AUTHOR=House John S. , Breeyear Joseph H. , Akhtari Farida S. , Evans Violet , Buse John B. , Hempe James , Doria Alessandro , Mychaleckyi Josyf C. , Fonseca Vivian , Shi Mengyao , Li Changwei , Liu Shuqian , Kelly Tanika N. , Rotroff Daniel , Motsinger-Reif Alison A. 

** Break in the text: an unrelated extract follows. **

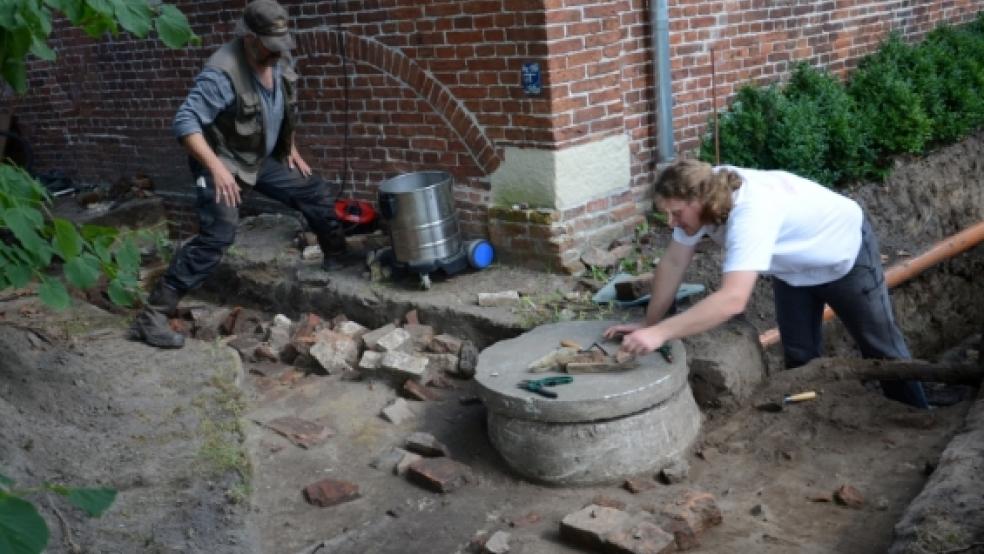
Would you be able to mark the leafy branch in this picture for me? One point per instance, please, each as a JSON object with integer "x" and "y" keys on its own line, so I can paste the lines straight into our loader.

TITLE=A genome-wide association study identifies genetic determinants of hemoglobin glycation index with implications across sex and ethnicity

JOURNAL=Frontiers in Endocrinology

VOLUME=Volume 15 - 2024

YEAR=2024

URL=https://www.frontiersin.org/journals/endocrinology/articles/10.3389/fendo.2024.1473329

DOI=10.3389/fendo.2024.1473329

ISSN=1664-2392

ABSTRACT=We investigated genetic determinants of variation in the hemoglobin glycation index (HGI), an emerging biomarker for risk of diabetes complications. We conducted genome-wide association analyses in the Action to Control Cardiovascular Risk in Diabetes (ACCORD) trial (N=7,913) and formally replicated top findings in the Atherosclerosis Risk in Communities (ARIC) study. In  ACCORD, we identified single nucleotide polymorphisms (SNPs) associated with HGI, including a peak with the strongest association at intergenic SNP rs73407935 (7q11.22) (P=5.8e-10) with local replication in ARIC. In black individuals, the variant rs10739419 on chromosome 9 in the Whirlin (WHRN) gene formally replicated (meta-P=2.2e-9). SNP-based heritability of HGI was 0.39 (P < 1e-10). Many HGI-associated SNPs were distinct from those associated with fasting plasma glucose or HbA1c, lending further support for HGI as a distinct biomarker of diabetes complications. HGI had significant sex-specific associations with SNPs in or near GALNT11 in women and HECW2 in men. Lastly, in Hispanic participants, we observed genome-wide significant associations with variants near USF1 and NXNL2/SPIN1. The results of the first evaluation of the genetic etiology of HGI indicate it is highly heritable and point to heterogeneity by sex and race.